Weight loss and risk of hypertension


For moderately overweight people, losing weight and keeping lost weight off can substantially reduce the risk of becoming hypertensive in the future.


LL Moore et al. Weight loss in overweight adults and the long-term risk of hypertension. Archives of Internal Medicine 2005 165: 1298-1303.


This was an observational study of 5000 surviving members of the Framingham study. It looked at people aged 40-59 years and 50-65 years who had initially overweight with a BMI of over 25, and who either had stable weight, or had lost weight over the next four years. The analysis was according to amount of weight lost and by whether the weight loss was sustained. Incidence of hypertension over four years was from the number of incident cases of high blood pressure.


There were 623 overweight middle aged adults and 605 overweight older adults. Mean baseline BMI was about 27-29. Just over half were men, and about half the adults smoked.

In both younger and older adults, the four-year incidence of hypertension was substantially reduced by weight loss. The more weight was lost, the lower the risk of hypertension (Figure 1). This was statistically significant for older adults who lost more than 6.8 kg.

Figure 1: Effect of amount of weight lost on four year hypertension risk

Sustaining weight loss was also important. Figure 2 shows the results according to any weight loss, and according to whether the weight was sustained or not over the four years. Sustained weight loss, particularly in older adults, resulted in a substantial and statistically significant reduction of four year risk of hypertension.
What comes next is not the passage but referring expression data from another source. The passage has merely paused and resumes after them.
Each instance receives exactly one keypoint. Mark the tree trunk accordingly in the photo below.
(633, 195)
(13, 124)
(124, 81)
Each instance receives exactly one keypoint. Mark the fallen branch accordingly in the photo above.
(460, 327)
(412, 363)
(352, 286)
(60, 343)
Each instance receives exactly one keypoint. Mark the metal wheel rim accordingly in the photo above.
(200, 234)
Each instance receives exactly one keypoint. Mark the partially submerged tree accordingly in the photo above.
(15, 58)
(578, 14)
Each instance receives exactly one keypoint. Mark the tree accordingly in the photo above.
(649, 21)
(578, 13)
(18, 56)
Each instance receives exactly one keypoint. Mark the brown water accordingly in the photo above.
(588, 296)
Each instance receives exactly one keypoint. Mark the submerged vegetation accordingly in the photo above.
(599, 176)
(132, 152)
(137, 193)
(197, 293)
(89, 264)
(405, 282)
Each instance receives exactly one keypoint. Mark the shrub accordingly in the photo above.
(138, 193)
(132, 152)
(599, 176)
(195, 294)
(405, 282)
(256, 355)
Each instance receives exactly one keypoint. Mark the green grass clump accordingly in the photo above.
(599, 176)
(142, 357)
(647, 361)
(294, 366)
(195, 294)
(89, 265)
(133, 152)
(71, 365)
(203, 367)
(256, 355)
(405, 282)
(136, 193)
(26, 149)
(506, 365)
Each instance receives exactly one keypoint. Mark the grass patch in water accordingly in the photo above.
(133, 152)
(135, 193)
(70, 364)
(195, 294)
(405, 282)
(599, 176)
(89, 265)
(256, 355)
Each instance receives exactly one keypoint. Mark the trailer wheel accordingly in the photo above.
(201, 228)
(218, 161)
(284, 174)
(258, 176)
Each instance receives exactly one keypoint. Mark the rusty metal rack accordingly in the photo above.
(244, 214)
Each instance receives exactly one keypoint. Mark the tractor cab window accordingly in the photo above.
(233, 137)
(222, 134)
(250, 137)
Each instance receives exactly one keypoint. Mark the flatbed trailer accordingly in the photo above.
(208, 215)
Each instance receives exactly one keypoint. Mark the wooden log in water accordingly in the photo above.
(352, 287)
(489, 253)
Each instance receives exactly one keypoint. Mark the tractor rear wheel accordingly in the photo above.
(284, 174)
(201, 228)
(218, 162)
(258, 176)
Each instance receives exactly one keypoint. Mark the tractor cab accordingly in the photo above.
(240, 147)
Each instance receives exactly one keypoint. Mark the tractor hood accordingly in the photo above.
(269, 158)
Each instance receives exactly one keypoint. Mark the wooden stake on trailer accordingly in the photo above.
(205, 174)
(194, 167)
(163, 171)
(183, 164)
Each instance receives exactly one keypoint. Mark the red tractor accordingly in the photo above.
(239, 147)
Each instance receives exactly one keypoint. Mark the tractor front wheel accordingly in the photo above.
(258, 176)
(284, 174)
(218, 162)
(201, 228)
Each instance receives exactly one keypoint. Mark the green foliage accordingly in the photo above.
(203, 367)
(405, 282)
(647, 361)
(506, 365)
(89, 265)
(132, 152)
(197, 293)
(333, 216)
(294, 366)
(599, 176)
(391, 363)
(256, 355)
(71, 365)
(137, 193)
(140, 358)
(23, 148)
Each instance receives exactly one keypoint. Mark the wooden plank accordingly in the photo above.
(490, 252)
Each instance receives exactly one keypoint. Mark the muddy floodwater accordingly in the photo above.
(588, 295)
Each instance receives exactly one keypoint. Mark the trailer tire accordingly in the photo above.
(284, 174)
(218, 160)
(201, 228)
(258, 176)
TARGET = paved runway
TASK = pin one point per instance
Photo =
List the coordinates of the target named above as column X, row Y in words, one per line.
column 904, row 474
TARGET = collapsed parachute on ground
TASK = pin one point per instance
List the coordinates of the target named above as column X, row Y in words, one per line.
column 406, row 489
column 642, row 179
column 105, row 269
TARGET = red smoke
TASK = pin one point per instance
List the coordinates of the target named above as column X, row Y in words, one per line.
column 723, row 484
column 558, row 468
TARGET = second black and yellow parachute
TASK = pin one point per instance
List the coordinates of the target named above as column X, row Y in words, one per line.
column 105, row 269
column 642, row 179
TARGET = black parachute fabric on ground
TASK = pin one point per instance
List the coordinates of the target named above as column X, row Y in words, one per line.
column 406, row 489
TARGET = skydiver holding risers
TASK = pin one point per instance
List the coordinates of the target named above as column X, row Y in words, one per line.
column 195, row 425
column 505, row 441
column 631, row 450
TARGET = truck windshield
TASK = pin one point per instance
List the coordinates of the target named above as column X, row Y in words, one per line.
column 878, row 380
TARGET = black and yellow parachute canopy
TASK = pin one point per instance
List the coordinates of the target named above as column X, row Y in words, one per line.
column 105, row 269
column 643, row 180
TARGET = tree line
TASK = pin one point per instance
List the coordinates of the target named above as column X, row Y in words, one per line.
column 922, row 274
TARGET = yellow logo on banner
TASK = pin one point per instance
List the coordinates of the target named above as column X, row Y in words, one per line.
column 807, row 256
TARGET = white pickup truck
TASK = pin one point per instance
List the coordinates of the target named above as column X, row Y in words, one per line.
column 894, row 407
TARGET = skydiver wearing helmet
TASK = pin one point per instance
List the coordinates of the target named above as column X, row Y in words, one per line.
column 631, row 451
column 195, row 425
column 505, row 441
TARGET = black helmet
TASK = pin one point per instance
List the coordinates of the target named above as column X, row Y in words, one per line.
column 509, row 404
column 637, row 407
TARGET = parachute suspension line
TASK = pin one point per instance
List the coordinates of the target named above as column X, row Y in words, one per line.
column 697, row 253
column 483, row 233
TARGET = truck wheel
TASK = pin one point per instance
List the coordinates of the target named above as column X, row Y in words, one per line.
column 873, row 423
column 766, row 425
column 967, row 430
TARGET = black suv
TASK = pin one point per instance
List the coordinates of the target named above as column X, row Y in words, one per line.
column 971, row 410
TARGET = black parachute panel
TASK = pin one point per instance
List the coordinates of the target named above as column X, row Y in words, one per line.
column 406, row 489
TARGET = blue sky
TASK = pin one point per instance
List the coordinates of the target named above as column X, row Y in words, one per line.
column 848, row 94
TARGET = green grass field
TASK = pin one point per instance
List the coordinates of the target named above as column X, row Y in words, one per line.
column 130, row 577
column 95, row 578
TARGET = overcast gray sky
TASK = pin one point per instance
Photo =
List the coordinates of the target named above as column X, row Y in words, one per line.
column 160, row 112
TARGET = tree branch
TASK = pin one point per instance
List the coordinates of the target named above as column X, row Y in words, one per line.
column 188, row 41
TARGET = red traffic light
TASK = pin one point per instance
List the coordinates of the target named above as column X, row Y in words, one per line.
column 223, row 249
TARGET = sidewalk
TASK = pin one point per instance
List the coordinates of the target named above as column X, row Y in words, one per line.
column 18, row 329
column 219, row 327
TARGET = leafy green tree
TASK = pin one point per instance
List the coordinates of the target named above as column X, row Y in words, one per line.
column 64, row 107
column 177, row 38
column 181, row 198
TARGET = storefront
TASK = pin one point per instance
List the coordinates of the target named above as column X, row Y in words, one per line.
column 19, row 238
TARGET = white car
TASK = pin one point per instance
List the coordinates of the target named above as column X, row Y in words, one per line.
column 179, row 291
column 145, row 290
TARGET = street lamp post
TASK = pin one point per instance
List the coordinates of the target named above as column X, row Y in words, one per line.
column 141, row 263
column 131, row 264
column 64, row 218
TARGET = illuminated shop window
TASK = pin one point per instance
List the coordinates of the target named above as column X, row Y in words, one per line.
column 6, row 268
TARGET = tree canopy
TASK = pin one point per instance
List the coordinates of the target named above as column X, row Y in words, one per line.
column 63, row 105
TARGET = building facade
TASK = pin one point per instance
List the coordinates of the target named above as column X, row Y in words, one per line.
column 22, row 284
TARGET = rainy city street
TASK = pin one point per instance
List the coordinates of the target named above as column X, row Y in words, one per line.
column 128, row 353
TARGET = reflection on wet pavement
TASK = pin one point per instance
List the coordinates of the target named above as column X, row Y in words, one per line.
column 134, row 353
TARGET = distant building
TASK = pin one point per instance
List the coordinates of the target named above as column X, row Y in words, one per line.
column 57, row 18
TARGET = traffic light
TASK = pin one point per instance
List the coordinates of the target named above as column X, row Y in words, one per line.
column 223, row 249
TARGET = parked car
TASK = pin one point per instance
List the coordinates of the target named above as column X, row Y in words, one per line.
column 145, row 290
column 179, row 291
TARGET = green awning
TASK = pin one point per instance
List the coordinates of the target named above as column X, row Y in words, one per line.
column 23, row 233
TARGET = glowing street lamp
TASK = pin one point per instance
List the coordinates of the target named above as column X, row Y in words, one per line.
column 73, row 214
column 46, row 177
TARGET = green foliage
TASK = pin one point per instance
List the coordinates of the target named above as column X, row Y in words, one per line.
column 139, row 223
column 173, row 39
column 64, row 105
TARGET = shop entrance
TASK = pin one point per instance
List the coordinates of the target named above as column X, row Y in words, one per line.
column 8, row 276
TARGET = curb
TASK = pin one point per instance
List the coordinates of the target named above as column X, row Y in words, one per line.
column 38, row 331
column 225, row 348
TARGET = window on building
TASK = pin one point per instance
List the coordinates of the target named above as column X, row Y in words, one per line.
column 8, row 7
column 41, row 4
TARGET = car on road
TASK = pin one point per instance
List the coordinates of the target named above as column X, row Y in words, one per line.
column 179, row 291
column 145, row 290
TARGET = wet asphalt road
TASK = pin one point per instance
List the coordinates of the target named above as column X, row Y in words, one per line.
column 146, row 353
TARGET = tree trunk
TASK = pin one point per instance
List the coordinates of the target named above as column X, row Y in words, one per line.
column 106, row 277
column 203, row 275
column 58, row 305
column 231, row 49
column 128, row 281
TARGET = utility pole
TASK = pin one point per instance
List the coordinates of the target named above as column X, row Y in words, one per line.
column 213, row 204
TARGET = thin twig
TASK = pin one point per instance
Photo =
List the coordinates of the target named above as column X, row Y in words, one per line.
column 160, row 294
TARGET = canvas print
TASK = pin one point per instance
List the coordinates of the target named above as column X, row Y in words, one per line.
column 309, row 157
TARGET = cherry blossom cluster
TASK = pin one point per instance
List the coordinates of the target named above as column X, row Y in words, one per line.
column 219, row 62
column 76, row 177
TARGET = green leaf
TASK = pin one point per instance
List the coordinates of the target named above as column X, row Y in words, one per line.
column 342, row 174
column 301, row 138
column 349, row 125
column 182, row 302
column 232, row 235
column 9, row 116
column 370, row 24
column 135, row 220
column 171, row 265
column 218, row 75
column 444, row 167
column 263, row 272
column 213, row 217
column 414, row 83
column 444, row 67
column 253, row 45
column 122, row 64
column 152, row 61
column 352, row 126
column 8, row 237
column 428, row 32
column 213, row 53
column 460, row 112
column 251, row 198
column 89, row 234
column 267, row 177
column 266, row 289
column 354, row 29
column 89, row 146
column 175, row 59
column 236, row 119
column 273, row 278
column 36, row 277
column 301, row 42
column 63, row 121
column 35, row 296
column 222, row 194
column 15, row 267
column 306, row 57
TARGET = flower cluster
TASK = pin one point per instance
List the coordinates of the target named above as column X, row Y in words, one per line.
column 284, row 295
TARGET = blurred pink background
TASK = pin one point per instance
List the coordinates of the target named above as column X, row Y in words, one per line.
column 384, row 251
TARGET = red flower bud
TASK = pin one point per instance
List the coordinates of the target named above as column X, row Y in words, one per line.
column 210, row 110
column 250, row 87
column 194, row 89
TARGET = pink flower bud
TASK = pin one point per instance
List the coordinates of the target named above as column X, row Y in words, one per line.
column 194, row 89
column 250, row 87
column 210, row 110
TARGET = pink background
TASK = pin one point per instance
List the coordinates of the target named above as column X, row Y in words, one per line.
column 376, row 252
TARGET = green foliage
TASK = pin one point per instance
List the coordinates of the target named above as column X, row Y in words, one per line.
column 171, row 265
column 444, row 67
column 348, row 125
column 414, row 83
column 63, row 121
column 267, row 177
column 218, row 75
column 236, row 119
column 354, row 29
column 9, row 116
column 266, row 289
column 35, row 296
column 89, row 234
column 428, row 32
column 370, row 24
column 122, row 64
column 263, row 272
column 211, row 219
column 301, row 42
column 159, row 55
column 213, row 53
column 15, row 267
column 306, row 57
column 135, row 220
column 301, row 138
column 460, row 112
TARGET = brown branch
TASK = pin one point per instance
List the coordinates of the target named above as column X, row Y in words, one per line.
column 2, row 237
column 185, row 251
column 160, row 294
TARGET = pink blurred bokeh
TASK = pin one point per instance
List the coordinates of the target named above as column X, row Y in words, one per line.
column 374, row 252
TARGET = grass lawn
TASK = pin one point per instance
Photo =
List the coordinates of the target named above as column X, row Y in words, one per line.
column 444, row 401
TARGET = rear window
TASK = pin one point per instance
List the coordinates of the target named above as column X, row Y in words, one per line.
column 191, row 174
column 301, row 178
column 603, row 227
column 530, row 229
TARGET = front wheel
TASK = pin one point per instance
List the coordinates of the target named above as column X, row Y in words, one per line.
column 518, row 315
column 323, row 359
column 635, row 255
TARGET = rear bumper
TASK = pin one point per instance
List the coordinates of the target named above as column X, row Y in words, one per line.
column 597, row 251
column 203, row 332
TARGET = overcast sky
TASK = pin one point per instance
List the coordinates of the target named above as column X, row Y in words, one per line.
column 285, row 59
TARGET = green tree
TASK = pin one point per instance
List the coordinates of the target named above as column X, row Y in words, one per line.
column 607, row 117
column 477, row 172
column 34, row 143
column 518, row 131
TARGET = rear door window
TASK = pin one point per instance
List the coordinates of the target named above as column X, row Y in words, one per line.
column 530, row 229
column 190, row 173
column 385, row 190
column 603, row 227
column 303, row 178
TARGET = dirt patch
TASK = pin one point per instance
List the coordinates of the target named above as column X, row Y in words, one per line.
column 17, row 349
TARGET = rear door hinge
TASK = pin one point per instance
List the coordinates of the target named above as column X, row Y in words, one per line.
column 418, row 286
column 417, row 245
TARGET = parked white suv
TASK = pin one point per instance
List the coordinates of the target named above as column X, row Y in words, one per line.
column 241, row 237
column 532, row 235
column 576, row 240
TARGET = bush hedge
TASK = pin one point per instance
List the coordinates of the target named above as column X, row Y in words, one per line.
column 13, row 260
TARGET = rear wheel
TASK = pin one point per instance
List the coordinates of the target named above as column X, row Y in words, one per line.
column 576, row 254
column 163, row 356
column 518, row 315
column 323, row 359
Figure 2: Effect of sustained weight loss on four year risk of hypertension


Losing weight is hard. Taking antihypertensive medicines might just be harder. Weight loss can reduce the chance of becoming hypertensive, and in this group of mildly overweight people it was important. Getting their weight down to about a BMI of 25 to one of between 25 and over 30 made a difference. These were not grossly overweight people. Keeping it off helped.

Only about 1 person in 10 could achieve a weight loss of more than 6.8 kg (about 12 lbs). Only about One person in four could lose at least 1.8 kg and keep it off. Not many could have lost a lot of weight and kept that loss of weight off, but in those the reduction in risk of hypertension was probably quite large.